North America’s northwestern coast seems to be a whole treasure trove when it comes to trees as most of the world’s tallest (and oldest) can be found here. We’ve focused on the world’s tallest, measured from top to bottom, rather than the stoutest trees, measured by girth. Lord of the Rings fans who love the Ents will enjoy this post!
Image: A. Poulos
6. Giant Sequoia – 94.8 m (311 ft)
A Giant Sequoia in California’s Mariposa Big Trees Park.
Our first candidate is a Giant Sequoia (Sequoiadendron giganteum).
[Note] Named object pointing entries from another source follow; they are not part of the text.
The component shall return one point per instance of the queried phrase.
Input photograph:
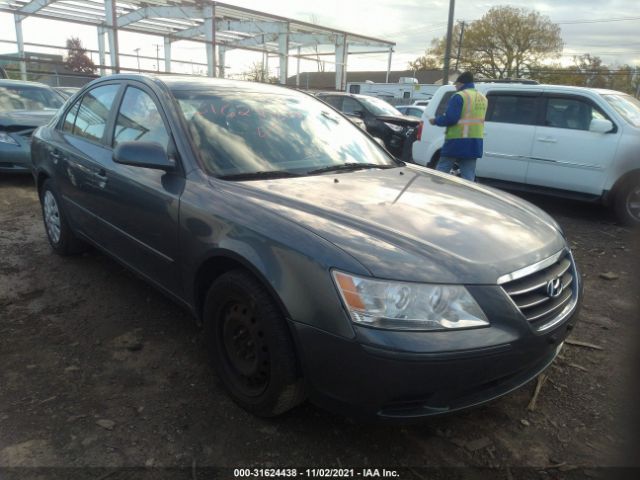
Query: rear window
(627, 106)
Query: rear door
(566, 154)
(139, 207)
(509, 130)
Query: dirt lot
(97, 369)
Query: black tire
(250, 346)
(60, 236)
(627, 203)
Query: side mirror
(143, 154)
(600, 125)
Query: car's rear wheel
(250, 346)
(60, 236)
(627, 203)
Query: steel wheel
(245, 348)
(52, 217)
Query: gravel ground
(98, 369)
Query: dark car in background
(382, 120)
(24, 106)
(318, 265)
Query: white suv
(576, 142)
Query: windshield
(379, 107)
(242, 132)
(28, 98)
(627, 106)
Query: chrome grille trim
(527, 289)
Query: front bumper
(393, 375)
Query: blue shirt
(458, 147)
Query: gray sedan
(318, 265)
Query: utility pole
(137, 50)
(459, 45)
(447, 53)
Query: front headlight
(394, 127)
(408, 306)
(6, 138)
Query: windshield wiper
(348, 167)
(259, 175)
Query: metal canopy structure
(221, 27)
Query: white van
(576, 142)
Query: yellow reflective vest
(471, 123)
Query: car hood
(410, 224)
(25, 119)
(403, 120)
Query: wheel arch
(218, 263)
(629, 176)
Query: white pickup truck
(576, 142)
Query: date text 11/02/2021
(315, 472)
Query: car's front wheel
(250, 345)
(627, 203)
(60, 236)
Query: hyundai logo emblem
(554, 287)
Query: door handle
(101, 176)
(57, 155)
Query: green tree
(77, 59)
(506, 42)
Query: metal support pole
(447, 54)
(20, 41)
(221, 61)
(112, 32)
(298, 69)
(101, 51)
(283, 50)
(167, 55)
(341, 62)
(210, 30)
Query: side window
(139, 120)
(70, 119)
(518, 109)
(349, 105)
(571, 113)
(91, 120)
(443, 103)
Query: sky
(606, 28)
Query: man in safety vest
(464, 119)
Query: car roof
(542, 86)
(5, 82)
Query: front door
(139, 207)
(509, 130)
(566, 154)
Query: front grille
(538, 295)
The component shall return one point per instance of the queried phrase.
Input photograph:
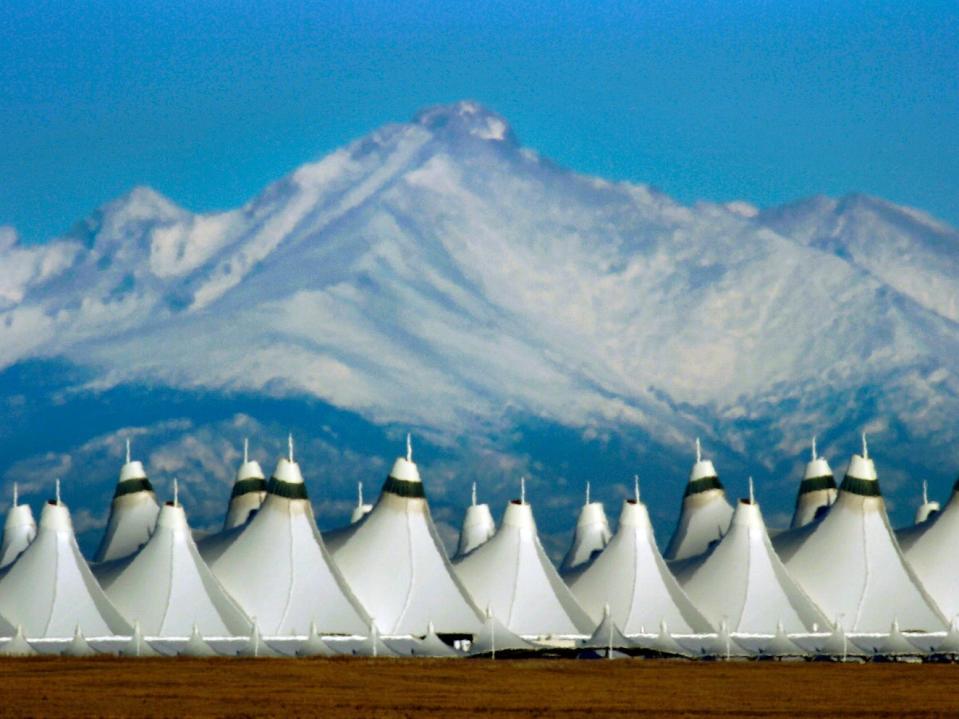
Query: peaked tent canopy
(607, 635)
(196, 646)
(591, 535)
(779, 646)
(743, 581)
(478, 527)
(662, 645)
(512, 575)
(705, 513)
(850, 564)
(51, 591)
(495, 637)
(817, 490)
(932, 555)
(168, 588)
(928, 508)
(137, 646)
(278, 569)
(249, 491)
(133, 513)
(18, 646)
(632, 578)
(396, 563)
(362, 508)
(19, 530)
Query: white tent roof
(478, 527)
(314, 646)
(79, 646)
(778, 646)
(705, 513)
(18, 646)
(933, 557)
(716, 646)
(196, 646)
(928, 508)
(496, 637)
(743, 581)
(19, 529)
(662, 644)
(817, 490)
(278, 569)
(168, 588)
(137, 646)
(362, 508)
(632, 578)
(512, 575)
(894, 645)
(397, 565)
(607, 635)
(249, 491)
(51, 591)
(591, 535)
(835, 645)
(850, 564)
(133, 513)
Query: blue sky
(208, 102)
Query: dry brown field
(469, 688)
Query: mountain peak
(466, 118)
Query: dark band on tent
(703, 484)
(245, 486)
(814, 484)
(290, 490)
(130, 486)
(862, 487)
(403, 488)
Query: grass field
(469, 688)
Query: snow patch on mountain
(436, 274)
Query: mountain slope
(436, 274)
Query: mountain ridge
(438, 275)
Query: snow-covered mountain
(439, 276)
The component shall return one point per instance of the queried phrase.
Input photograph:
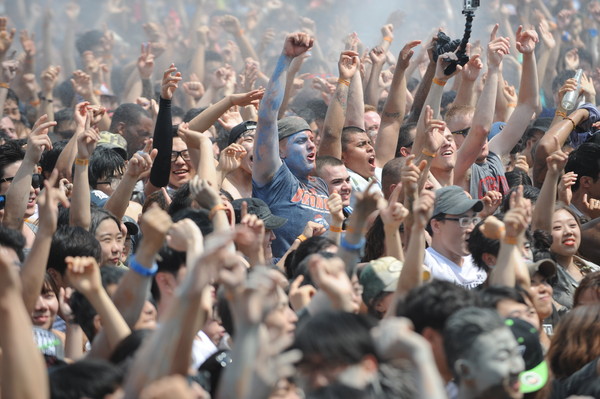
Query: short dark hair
(13, 239)
(72, 241)
(405, 139)
(431, 304)
(104, 162)
(585, 162)
(98, 216)
(479, 244)
(128, 113)
(462, 330)
(311, 245)
(338, 338)
(91, 378)
(10, 152)
(529, 192)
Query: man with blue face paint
(284, 158)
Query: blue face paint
(300, 154)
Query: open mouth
(180, 172)
(372, 161)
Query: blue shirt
(299, 201)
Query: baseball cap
(259, 208)
(240, 129)
(452, 200)
(115, 142)
(546, 267)
(379, 275)
(291, 125)
(536, 373)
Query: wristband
(439, 82)
(572, 121)
(302, 238)
(427, 153)
(352, 247)
(141, 270)
(215, 209)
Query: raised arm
(34, 267)
(80, 214)
(331, 140)
(18, 192)
(84, 275)
(266, 147)
(528, 100)
(544, 208)
(484, 112)
(394, 109)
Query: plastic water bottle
(570, 97)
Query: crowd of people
(289, 199)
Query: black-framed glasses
(184, 154)
(465, 221)
(462, 132)
(112, 181)
(36, 180)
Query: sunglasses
(36, 180)
(462, 132)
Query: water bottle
(570, 97)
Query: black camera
(445, 44)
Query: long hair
(575, 342)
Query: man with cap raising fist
(448, 257)
(284, 158)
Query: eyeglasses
(463, 132)
(465, 221)
(36, 180)
(185, 155)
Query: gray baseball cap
(453, 200)
(291, 125)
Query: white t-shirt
(468, 275)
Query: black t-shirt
(585, 381)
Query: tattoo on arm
(393, 115)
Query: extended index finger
(494, 32)
(244, 209)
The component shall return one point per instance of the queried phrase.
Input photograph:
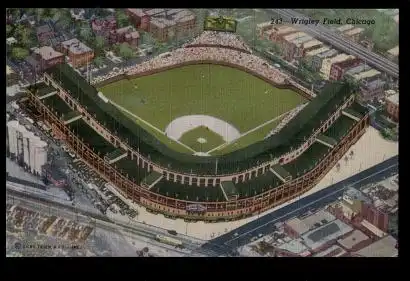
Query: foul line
(150, 125)
(248, 132)
(310, 203)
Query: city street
(242, 235)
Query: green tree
(98, 61)
(99, 42)
(86, 32)
(19, 53)
(125, 51)
(9, 30)
(122, 19)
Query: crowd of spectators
(222, 39)
(218, 54)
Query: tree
(122, 19)
(9, 30)
(98, 61)
(99, 42)
(19, 53)
(86, 32)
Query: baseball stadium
(206, 132)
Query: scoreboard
(224, 24)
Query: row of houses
(107, 28)
(330, 63)
(163, 24)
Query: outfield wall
(214, 211)
(287, 86)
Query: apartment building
(103, 27)
(307, 47)
(277, 33)
(317, 60)
(354, 34)
(345, 28)
(393, 54)
(261, 28)
(43, 58)
(366, 75)
(125, 34)
(310, 54)
(78, 53)
(163, 24)
(328, 62)
(44, 34)
(392, 106)
(338, 69)
(371, 89)
(291, 42)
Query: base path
(181, 125)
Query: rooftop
(76, 46)
(366, 74)
(295, 35)
(317, 51)
(294, 246)
(321, 216)
(311, 43)
(318, 237)
(353, 239)
(385, 247)
(394, 51)
(297, 225)
(354, 31)
(334, 251)
(345, 27)
(393, 98)
(328, 54)
(47, 53)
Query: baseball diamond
(240, 182)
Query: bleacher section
(129, 167)
(257, 185)
(340, 128)
(57, 104)
(307, 160)
(187, 192)
(91, 137)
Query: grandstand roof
(292, 135)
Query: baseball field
(203, 108)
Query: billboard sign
(196, 208)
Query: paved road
(264, 225)
(323, 33)
(45, 204)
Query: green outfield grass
(234, 96)
(212, 139)
(248, 139)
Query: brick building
(375, 216)
(392, 106)
(44, 34)
(354, 34)
(371, 89)
(79, 54)
(125, 34)
(328, 62)
(43, 58)
(163, 24)
(103, 27)
(291, 42)
(317, 60)
(338, 69)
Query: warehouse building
(29, 150)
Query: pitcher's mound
(201, 140)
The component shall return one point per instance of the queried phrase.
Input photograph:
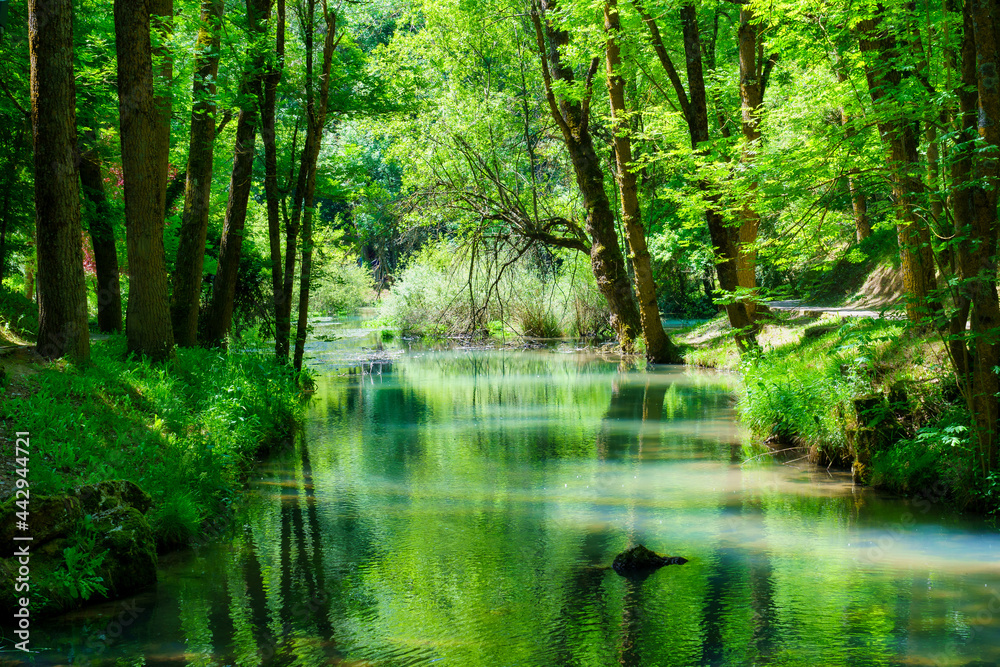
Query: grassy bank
(874, 395)
(185, 432)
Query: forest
(189, 189)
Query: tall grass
(186, 432)
(448, 289)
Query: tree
(572, 117)
(231, 246)
(316, 120)
(659, 348)
(62, 303)
(897, 127)
(694, 108)
(147, 320)
(102, 235)
(198, 188)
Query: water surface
(462, 507)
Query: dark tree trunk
(198, 189)
(271, 81)
(899, 137)
(979, 262)
(109, 297)
(573, 119)
(317, 120)
(659, 348)
(62, 300)
(147, 318)
(754, 72)
(725, 237)
(231, 246)
(694, 107)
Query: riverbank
(873, 395)
(177, 439)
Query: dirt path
(797, 307)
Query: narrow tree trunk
(573, 119)
(879, 49)
(109, 298)
(147, 318)
(231, 246)
(317, 121)
(659, 348)
(753, 80)
(198, 190)
(62, 300)
(859, 204)
(271, 81)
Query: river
(462, 506)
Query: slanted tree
(147, 319)
(316, 121)
(197, 192)
(897, 128)
(271, 192)
(102, 235)
(62, 301)
(659, 348)
(693, 103)
(231, 246)
(572, 117)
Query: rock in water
(639, 560)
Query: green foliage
(939, 453)
(79, 580)
(18, 314)
(185, 432)
(536, 295)
(342, 288)
(803, 392)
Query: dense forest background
(536, 166)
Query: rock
(130, 563)
(122, 540)
(640, 561)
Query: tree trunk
(231, 246)
(753, 79)
(109, 297)
(659, 348)
(879, 49)
(62, 300)
(985, 311)
(198, 188)
(317, 120)
(859, 204)
(271, 81)
(573, 118)
(147, 318)
(725, 237)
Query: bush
(538, 294)
(186, 431)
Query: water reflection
(462, 508)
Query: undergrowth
(185, 431)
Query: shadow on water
(463, 508)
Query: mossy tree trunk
(147, 318)
(573, 119)
(102, 235)
(197, 191)
(231, 245)
(62, 301)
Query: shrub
(343, 287)
(537, 294)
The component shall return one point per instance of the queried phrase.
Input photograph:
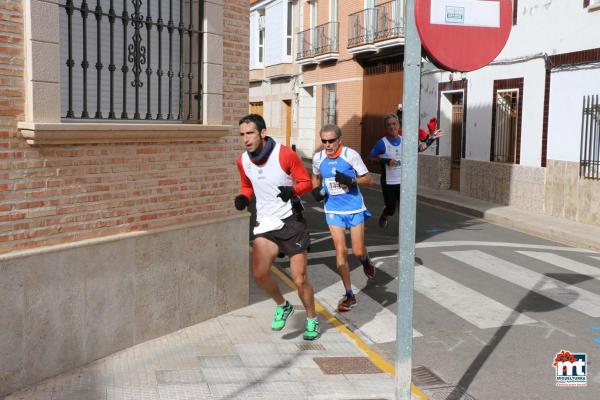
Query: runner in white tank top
(388, 152)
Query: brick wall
(59, 194)
(235, 60)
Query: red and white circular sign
(463, 35)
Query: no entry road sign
(463, 35)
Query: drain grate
(346, 365)
(450, 393)
(310, 346)
(424, 378)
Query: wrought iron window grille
(146, 66)
(589, 160)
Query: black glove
(344, 179)
(241, 202)
(286, 193)
(318, 194)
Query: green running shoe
(312, 329)
(281, 315)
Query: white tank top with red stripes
(265, 178)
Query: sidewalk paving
(233, 356)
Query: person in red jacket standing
(275, 176)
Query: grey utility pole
(408, 204)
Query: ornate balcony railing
(320, 40)
(361, 27)
(305, 47)
(389, 20)
(326, 38)
(132, 59)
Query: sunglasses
(330, 141)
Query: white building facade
(524, 131)
(275, 91)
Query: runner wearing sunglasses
(337, 172)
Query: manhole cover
(423, 378)
(449, 393)
(346, 365)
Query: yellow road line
(375, 358)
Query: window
(591, 5)
(505, 127)
(289, 30)
(261, 38)
(589, 160)
(507, 112)
(333, 10)
(314, 21)
(328, 115)
(131, 60)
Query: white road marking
(550, 329)
(455, 243)
(579, 299)
(322, 239)
(468, 304)
(564, 263)
(374, 321)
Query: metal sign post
(408, 204)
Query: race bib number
(334, 188)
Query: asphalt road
(492, 306)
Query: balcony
(318, 44)
(375, 28)
(326, 43)
(305, 54)
(390, 26)
(361, 29)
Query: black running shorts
(293, 238)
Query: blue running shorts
(347, 220)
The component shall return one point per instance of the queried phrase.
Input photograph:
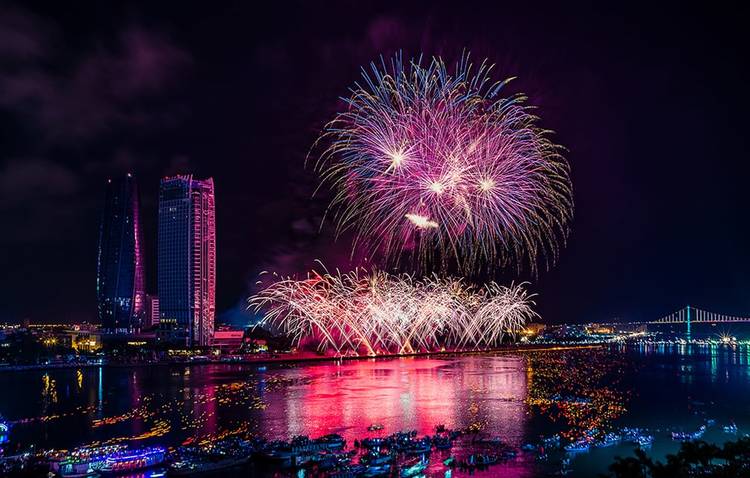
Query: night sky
(651, 102)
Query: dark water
(516, 397)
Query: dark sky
(651, 102)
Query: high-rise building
(152, 311)
(187, 257)
(120, 278)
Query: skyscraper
(187, 257)
(119, 279)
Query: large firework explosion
(374, 313)
(440, 170)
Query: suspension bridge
(689, 315)
(694, 315)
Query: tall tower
(119, 279)
(187, 257)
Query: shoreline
(307, 359)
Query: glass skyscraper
(187, 257)
(119, 279)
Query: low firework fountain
(439, 170)
(372, 313)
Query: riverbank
(301, 358)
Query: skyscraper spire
(120, 270)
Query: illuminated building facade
(120, 275)
(152, 310)
(187, 257)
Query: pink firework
(440, 170)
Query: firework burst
(438, 169)
(376, 312)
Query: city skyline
(187, 257)
(654, 141)
(120, 281)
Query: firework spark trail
(378, 312)
(439, 169)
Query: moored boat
(132, 461)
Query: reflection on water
(517, 397)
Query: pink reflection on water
(404, 394)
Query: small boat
(687, 436)
(83, 461)
(377, 470)
(731, 428)
(608, 440)
(644, 441)
(200, 466)
(132, 461)
(414, 469)
(442, 443)
(578, 446)
(4, 431)
(376, 459)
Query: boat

These trees are also called Sierra redwoods or Wellingtonians and reach average heights of 50–85 m (165–280 ft). The oldest known Giant Sequoia is 3,500 years old and the tallest one grows at Redwood Mountain Grove in California’s King’s Canyon National Park.
Giant sequoias regenerate through seeds and a large tree can be expected to have thousands of seeds at any given point in time – around 11,000 cones. Their natural distribution is limited to the western Sierra Nevada and their conservation status has been determined as vulnerable.
Image: Tom Harpel
5. The Carmanah Giant and other Sitka Spruces – 96 m (315 ft)
A dead Sitka Spruce on Lake Quinault, still standing.
The Sitka Spruce (Picea sitchensis) is the third tallest conifer species in the world (after the Coast Redwood and Coast Douglas-fir), growing 50–70 m (165–231 ft) tall and occasionally up to 100 m tall. It is a native of North America’s west coast and can be found as far up north as Alaska’s Kodiak Island – its name pointing to these roots from the community of Sitka in Alaska.